He was only nine when he discovered something that could turn the gray static in his head into a rushing current. Other kids had basketball games, friends, and hobbies. He had this. His brain, already wired for sadness, clung to that warmth like a drowning boy clings to driftwood. By the time he was grown, it wasn’t a choice anymore—it was circuitry. Every synapse had learned the same lesson: when the dark came, sex was the only light.
It was an accident. A simple, overlooked moment—like leaving a phone unmuted while insulting someone. During summer vacation, Ben didn’t have a set bedtime. Anything went. Stay up late, sleep in late. He was alone most of the day while his parents worked. Responsible, obedient, clean. A “good boy.” Knowing this, his parents rewarded him with freedoms similar to an adult’s—access to whatever was in the house. This was the mistake. The accident.
Anyone over thirty remembers cable. Just the word sparks memories: A boxing match, stand-up comedy specials, and movies with all the swears left in.
One evening, tired from the day’s work, Ben’s parents left him downstairs to watch TV. And then it happened, precisely at 10pm, a warning would scroll across the bottom of the screen. “It’s 10pm, do you know where your children are?” It would ask. At this moment, Ben’s parents knew exactly where he was. He was downstairs watching a movie, like a good boy. What they didn’t know was the movie he had been watching switched over to the “adults only” channel. This switch was both physical and psychological—what Ben’s parents didn’t know, was that he was downstairs, watching a full figured blonde woman, wearing nothing but a red lipsticked smile and dark heels, playing pool. A cue stick in hand, aiming precariously at the glossy colored balls. She stared at the camera, smiled and winked. Then he felt it—that warmth, that invisible blanket sliding over his nerves.
He stared at it, transfixed, his eyes glazed over.
An outside observer might have noticed early markers of depression in Ben: persistent sadness, lethargy, difficulty finding joy in play.

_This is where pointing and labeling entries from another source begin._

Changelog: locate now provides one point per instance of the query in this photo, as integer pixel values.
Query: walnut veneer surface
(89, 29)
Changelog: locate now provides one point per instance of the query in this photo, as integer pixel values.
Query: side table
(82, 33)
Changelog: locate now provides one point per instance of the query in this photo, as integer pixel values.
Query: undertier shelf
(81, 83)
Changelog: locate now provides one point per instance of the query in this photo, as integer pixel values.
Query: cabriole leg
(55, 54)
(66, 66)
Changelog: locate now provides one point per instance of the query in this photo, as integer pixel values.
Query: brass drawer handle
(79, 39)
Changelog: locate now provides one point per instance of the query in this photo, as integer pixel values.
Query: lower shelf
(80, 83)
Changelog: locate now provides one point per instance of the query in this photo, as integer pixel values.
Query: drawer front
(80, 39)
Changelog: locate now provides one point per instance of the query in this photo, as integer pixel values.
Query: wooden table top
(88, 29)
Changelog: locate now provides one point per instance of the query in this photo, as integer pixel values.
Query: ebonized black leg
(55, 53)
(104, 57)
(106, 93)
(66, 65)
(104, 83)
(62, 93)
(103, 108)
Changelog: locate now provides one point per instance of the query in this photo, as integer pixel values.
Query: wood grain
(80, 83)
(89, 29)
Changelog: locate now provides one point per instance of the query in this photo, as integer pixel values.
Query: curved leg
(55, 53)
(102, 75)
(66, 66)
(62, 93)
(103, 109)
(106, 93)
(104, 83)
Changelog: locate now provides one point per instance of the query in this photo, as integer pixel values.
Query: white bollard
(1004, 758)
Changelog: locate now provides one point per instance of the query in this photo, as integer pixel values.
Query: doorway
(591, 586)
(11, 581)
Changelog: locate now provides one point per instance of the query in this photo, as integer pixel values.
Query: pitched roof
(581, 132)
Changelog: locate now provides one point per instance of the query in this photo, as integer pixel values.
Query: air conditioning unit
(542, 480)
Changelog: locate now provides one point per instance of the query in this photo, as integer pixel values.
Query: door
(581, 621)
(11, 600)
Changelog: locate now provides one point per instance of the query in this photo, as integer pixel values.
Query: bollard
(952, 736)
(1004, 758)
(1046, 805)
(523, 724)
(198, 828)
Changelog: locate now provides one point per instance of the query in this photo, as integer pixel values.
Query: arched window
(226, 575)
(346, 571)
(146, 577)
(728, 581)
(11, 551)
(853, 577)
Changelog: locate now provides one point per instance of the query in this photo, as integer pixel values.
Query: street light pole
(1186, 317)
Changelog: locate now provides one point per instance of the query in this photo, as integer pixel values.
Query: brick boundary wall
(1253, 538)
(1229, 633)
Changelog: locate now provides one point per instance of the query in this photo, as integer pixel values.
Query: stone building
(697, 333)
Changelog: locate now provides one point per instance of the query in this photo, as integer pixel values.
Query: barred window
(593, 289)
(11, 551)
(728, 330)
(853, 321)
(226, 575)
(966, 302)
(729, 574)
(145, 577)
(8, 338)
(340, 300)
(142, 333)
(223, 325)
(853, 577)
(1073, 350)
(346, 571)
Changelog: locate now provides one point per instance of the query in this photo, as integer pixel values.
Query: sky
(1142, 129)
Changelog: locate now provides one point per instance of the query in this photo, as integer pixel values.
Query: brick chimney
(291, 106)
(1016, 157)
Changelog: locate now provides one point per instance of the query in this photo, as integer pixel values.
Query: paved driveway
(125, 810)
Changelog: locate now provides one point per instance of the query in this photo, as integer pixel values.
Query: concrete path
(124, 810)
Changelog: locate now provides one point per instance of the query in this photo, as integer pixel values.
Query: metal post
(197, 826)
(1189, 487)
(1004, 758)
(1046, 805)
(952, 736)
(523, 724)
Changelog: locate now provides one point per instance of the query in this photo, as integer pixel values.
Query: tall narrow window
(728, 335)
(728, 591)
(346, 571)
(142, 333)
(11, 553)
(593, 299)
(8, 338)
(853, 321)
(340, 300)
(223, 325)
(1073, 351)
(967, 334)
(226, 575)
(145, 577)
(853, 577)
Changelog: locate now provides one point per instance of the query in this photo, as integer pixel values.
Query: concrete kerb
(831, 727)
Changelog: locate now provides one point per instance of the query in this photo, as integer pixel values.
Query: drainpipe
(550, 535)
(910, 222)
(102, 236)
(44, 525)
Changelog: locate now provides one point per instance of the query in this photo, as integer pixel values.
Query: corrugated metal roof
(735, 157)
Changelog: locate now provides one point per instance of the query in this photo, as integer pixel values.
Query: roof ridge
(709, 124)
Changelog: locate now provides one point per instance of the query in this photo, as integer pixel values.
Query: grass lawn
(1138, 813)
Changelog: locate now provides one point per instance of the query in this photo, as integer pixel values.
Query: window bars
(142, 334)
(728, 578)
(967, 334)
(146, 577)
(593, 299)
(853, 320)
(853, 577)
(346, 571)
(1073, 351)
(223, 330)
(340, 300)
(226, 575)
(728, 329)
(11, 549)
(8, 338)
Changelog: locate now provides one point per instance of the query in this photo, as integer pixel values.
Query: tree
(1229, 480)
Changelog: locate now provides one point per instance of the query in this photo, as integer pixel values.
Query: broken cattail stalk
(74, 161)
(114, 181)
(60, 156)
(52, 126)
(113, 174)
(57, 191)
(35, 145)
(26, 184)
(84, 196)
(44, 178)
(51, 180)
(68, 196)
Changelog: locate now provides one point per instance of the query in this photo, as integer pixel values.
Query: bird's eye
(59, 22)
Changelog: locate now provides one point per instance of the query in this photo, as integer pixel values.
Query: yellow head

His brain was already primed toward heaviness, meaning his reward pathways required far more stimulation to feel the same effect as his peers.
Unlike other boys, who might chuckle and change the channel, Ben’s brain ignited. He had never experienced this type of stimulus before. It was like a lit match dropped into a powder keg.
For the first time, the surge of dopamine felt like relief from his baseline despair.
This neurological imprint formed almost instantaneously. Whatever peace had existed inside him was gone. At nine years old, his innocence died.
It became an endless pursuit— to feel more.
As puberty arrived, other teens might find reward in sports, friendships, or school success. Ben did not. That slow burn in his veins became his reliable hit. His prefrontal cortex—still immature and responsible for impulse control—could not regulate it. That burn.—Thus, he could not regulate it.
Over time, loneliness, sadness, and boredom—all of which he had in spades—pointed to the same ritual.
By the time Ben turned eighteen, his prefrontal cortex had matured enough to recognize consequences, but it struggled against years of conditioning. His brain’s natural reward system had been hijacked: ordinary pleasures—friendship, accomplishment, art—felt muted, while sex lit up his neurons like fireworks. He didn’t stand a chance.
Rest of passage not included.